I mean, start from scratch and include PCR 1 > 7 in the tpm2_createpolicy I think some value above 3 will changes across reboot :) Use same values on unseal, of course

muhamadazmy commented 2 years ago

Yeah, i understand. That's what i was trying to do. Anyway, i used pcrextend command to change values of PRCs at other positions (8) and included this in the sealing policy. after rebooting i couldn't unseal until i rexetended the same banks with the same values again.

So this is great. I can work on the implementation now. Thanks @maxux :)

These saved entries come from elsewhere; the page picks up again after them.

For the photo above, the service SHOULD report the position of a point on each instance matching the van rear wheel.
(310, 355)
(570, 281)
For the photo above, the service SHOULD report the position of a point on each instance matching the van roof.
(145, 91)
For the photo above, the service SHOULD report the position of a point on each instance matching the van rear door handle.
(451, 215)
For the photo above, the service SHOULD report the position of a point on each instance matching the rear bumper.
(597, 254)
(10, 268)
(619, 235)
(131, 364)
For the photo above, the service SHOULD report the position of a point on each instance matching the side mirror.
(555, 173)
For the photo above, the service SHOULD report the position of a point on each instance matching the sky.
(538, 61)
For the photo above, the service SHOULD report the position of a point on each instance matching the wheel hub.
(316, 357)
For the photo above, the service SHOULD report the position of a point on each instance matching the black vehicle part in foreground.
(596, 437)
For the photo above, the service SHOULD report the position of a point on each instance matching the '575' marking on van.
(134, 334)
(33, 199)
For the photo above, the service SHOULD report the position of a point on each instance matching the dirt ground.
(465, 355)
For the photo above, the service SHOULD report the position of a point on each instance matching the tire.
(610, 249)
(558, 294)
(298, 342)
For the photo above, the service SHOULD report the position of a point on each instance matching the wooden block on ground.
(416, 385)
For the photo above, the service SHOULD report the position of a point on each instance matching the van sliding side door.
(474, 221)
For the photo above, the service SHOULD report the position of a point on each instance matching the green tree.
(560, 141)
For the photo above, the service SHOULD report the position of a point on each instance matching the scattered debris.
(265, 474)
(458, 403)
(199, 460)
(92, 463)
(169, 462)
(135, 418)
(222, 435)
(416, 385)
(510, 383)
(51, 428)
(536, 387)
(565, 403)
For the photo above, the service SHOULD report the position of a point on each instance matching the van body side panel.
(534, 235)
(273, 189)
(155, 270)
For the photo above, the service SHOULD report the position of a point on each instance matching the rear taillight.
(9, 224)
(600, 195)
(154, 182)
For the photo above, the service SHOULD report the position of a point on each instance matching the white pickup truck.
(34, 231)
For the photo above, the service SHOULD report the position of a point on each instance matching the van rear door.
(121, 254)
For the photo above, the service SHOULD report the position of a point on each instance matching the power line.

maxux commented 2 years ago

Awesome :heart: To implement, this can maybe helps to not runs commands: https://github.com/canonical/go-tpm2

muhamadazmy commented 2 years ago

Yeah, i landed on this a while back. As if the commands are already not complex enough!

The good side of how to use this is that now we won't have to include the tpm2 binary, hence this will work on machines booted with older images that doesn't include the tpm command. On the other side, i now have to figure out how to basically re-write the command using the tpm2 API.

I will give it another look see if I can do it.